Outro fator que contribui para que mulheres trans negras sejam os maiores alvos da violência é a invisibilidade social em decorrência da falta de políticas públicas. Segundo a ativista, isso ocorre por causa da inexistência de índices que evidenciam as condições adversas em que vive o segmento.
“A ausência de dados, de modo geral, reforça a invisibilidade em que se encontram as mulheres trans, em específico as negras no Brasil”, pontua Isabella. Ela acrescenta que o objetivo da pesquisa é chamar atenção das autoridades para a criação de políticas públicas voltadas à garantia de direitos das pessoas trans.
“Não queremos apresentar dados de mortes, mas criar uma ferramenta de denúncia, publicizando toda esta violência, demonstrando a necessidade de políticas públicas específicas para as pessoas travestis e transexuais no país e uma maior atuação do Executivo, Judiciário e Legislativo”, completa.
São Paulo lidera casos
O estado de São Paulo lidera os índices de assassinatos de pessoas trans no Brasil em 2023. O dado demonstra uma crescente na violência no estado que, em todo o ano passado, ficou em terceiro lugar no número desse tipo de ocorrência, com sete notificações. Até setembro, Ceará e Bahia, respectivamente, completam o pódio de registros de mortes violentas de pessoas trans.

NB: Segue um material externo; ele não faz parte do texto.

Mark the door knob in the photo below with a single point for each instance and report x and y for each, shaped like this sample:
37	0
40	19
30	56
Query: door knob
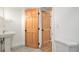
42	29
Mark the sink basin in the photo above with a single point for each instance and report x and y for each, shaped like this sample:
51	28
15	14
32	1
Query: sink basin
6	34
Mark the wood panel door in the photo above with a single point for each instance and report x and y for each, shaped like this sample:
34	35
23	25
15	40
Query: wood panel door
31	28
46	28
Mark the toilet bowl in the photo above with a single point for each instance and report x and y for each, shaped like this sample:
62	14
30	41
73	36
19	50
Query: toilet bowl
66	46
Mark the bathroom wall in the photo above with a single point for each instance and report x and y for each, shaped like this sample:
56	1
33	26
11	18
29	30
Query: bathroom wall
1	20
66	20
13	22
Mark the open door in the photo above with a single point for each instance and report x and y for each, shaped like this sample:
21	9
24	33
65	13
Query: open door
46	34
31	28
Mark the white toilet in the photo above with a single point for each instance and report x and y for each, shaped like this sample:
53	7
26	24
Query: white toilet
66	46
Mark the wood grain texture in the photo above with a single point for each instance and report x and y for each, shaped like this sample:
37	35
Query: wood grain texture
31	27
46	35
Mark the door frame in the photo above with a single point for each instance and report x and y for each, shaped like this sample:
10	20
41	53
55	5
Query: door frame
52	27
37	26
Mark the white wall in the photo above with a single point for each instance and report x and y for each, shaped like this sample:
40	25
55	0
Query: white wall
1	20
66	21
13	18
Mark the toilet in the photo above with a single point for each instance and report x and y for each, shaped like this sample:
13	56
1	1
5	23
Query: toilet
66	46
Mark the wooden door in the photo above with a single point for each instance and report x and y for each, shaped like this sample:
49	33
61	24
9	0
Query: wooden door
46	35
31	28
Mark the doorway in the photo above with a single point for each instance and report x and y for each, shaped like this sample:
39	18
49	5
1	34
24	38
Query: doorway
32	29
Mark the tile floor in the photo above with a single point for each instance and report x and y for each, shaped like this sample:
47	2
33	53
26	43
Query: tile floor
25	49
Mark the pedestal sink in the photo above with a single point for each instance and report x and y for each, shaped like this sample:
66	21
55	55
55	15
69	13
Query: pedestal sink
7	40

Para a codeputada estadual Carolina Iara, da Bancada Feminista do PSOL, dois fatores contribuem para a violência no estado: o conservadorismo sobretudo no interior paulista e a migração de pessoas transexuais para São Paulo em busca de oportunidades. “Há uma concentração maior dessa população em São Paulo do que em outras regiões, o que faz com que o estado tenha que fomentar políticas públicas tanto para as pessoas trans paulistas, como para as migrantes e imigrantes”, destaca Carolina.

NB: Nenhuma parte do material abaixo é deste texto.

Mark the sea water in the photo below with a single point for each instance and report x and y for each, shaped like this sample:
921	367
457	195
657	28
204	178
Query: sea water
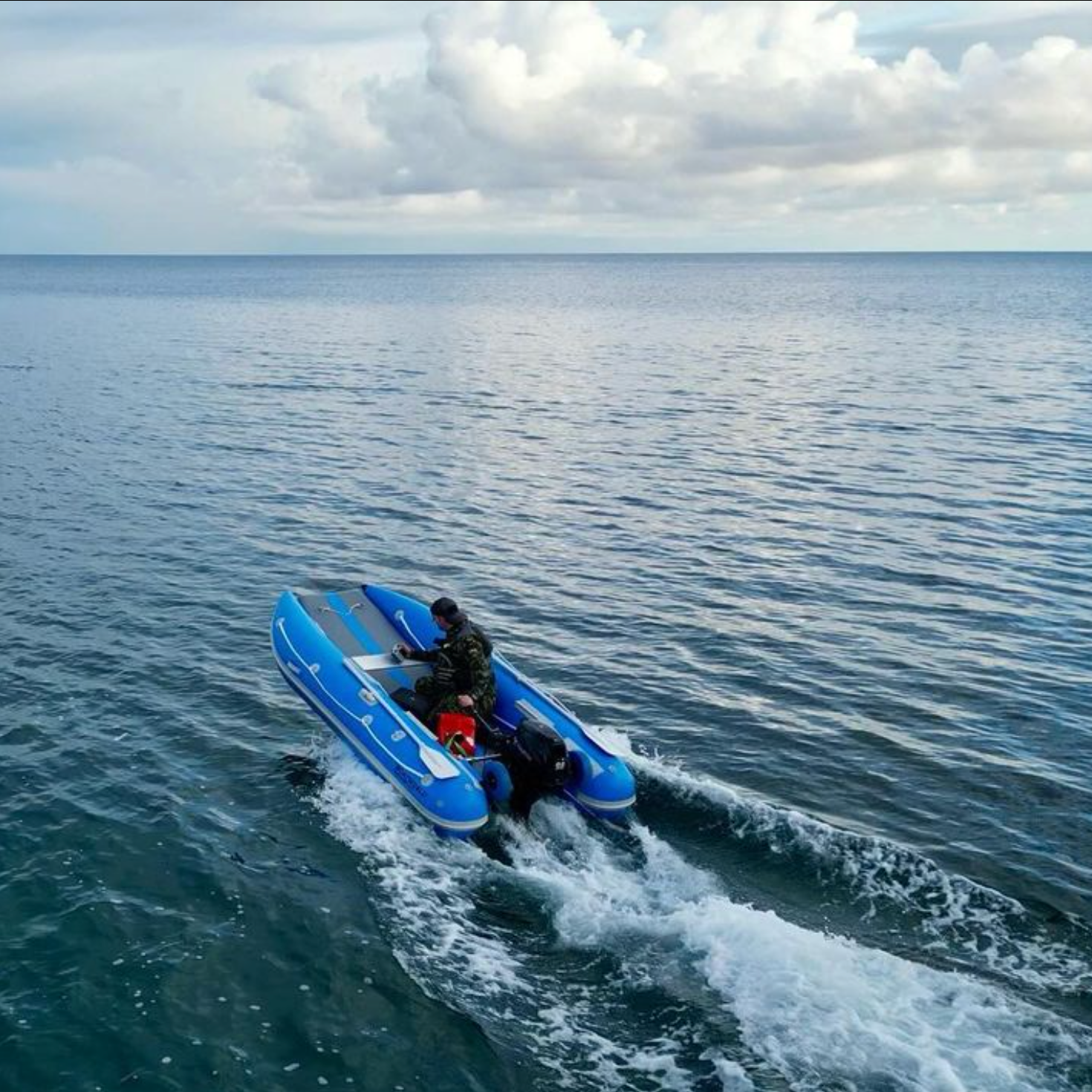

Única representante transexual na Assembleia Legislativa do Estado de São Paulo (Alesp), Carolina Iara é autora de projetos de lei que visam assegurar os direitos dessa população. É o caso do PL que instituiu cotas trans nas universidades estaduais e o projeto Armário Nunca Mais, que prevê uma Política Estadual de Proteção às LGBTQIAPN+ do estado.

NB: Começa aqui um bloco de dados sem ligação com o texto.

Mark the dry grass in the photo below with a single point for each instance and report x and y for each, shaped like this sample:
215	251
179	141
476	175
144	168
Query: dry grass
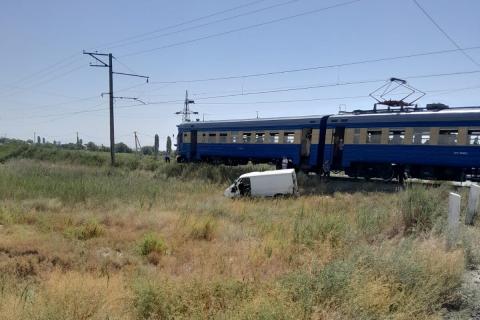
93	243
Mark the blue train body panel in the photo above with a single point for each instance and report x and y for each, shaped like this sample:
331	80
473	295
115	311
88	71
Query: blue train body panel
451	156
324	153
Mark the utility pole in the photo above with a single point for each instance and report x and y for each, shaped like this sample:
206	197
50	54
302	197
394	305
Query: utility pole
186	112
137	142
109	65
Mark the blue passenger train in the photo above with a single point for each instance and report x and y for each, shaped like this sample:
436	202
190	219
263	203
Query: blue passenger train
433	142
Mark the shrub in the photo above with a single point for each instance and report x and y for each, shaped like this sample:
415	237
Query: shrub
203	230
421	208
151	301
152	243
85	231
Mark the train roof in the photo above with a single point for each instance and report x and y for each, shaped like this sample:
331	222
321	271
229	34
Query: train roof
421	115
457	114
301	120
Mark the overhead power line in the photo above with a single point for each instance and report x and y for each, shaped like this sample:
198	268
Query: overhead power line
60	64
141	35
301	88
129	43
286	71
445	33
257	25
251	93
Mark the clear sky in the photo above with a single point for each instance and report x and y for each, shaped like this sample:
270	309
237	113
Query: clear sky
47	87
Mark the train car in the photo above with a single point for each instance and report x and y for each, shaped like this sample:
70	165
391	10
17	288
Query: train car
439	143
430	143
299	139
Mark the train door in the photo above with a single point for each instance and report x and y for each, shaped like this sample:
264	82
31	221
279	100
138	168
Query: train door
193	145
338	140
306	142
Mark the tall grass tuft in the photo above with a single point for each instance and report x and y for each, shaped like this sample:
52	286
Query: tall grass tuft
421	208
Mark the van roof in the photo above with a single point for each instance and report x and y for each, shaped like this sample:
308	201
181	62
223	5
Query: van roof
267	173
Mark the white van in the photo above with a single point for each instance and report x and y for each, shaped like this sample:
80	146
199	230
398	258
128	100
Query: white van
264	184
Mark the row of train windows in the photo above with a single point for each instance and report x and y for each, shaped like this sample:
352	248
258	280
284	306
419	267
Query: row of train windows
249	137
420	136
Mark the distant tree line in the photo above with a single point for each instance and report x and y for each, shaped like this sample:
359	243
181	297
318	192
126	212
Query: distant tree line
91	146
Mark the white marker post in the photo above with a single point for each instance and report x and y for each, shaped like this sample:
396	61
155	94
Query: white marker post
454	201
473	201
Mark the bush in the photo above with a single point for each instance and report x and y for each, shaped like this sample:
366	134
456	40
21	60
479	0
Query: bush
152	243
203	230
152	301
85	231
421	208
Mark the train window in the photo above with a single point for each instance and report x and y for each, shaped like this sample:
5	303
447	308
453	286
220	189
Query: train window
474	137
374	136
212	138
259	137
274	137
448	137
396	136
356	135
247	137
289	137
421	136
222	138
234	137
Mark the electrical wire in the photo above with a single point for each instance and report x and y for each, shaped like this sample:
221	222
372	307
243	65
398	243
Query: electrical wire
206	24
445	33
252	3
94	109
286	71
257	25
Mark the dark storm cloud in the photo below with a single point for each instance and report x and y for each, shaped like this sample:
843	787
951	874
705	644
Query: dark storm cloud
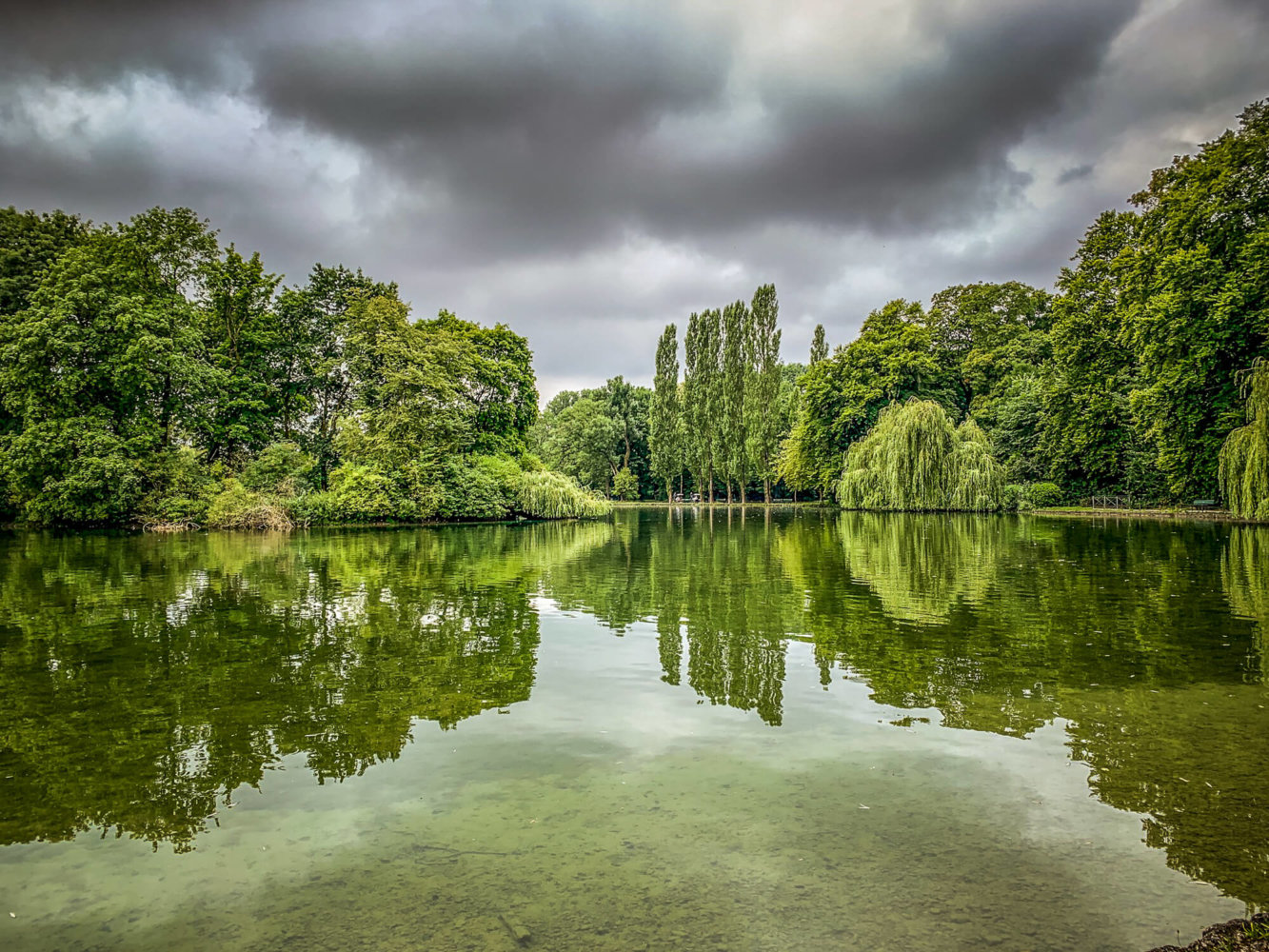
1074	174
590	171
567	128
95	41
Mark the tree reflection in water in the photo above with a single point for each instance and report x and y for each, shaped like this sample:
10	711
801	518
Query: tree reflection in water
145	680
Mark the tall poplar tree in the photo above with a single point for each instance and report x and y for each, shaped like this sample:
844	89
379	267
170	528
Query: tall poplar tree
819	346
734	456
696	399
763	425
665	421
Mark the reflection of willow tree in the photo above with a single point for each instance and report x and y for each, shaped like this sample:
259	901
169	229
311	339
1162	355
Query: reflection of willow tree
1245	575
142	681
1086	625
1193	762
924	566
1044	607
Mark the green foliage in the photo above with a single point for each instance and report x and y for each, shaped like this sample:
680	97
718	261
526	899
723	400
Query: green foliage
915	460
819	346
763	417
279	467
665	413
625	486
551	495
236	506
1244	471
1031	495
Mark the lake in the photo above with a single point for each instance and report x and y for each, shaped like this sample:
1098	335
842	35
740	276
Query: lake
675	729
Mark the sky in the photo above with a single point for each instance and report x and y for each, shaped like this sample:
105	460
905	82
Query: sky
589	171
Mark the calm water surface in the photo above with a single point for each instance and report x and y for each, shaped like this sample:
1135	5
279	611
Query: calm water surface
671	730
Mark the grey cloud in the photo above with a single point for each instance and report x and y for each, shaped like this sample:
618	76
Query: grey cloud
587	173
1074	174
552	133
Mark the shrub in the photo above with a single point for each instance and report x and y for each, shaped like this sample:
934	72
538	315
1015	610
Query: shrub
236	506
363	494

“Eu acredito que é de uma potência enorme ter uma travesti negra nesse espaço de poder, até para fortalecer a luta de pessoas trans no estado. Além disso, tenho comprometimento ético e histórico com os movimentos sociais e suas agendas políticas de emancipação. Por isso, faço proposições e enfrentamentos que não seriam feitos sem a presença de uma travesti e outras LGBTQIAPN+ dentro daquele parlamento”, diz a deputada.
Violência contra pessoas trans também se manifesta nos espaços institucionais
Ainda segundo Carolina Iara, ofensivas contra os direitos LGBTIAPN+ continuam a ocorrer nos espaços políticos, o que fundamenta a violência. “A Alesp tem sido palco de uma grande ofensiva LGBTfóbica, com uma CPI que investiga arbitrariamente o ambulatório trans do Hospital das Clínicas, querendo retirar o direito de adolescentes e crianças trans de terem acompanhamento médico, além de vários projetos de lei abertamente transfóbicos, querendo proibir as pessoas trans de frequentar banheiros públicos, praticar esportes, ou proibição de publicidade com pessoas LGBTQIA+”, reitera.
No Pará, a extrema-direita, capitaneada pelo deputado federal Éder Mauro (PL), organizou, no último Dia das Crianças, 12 de outubro, a “Marcha da Família”, que tinha como um dos motes: “Criança trans não existe”. O Ministério Público Federal (MPF) instaurou um inquérito civil para apurar a responsabilidade pela veiculação do conteúdo considerado transfóbico.
“É importante reconhecer que toda criança merece ser tratada com respeito e dignidade, independentemente de sua identidade de gênero. A violência contra crianças trans é uma violação dos direitos humanos básicos e deve ser combatida de maneira eficaz”, finaliza Isabella, da Rede Trans Brasil.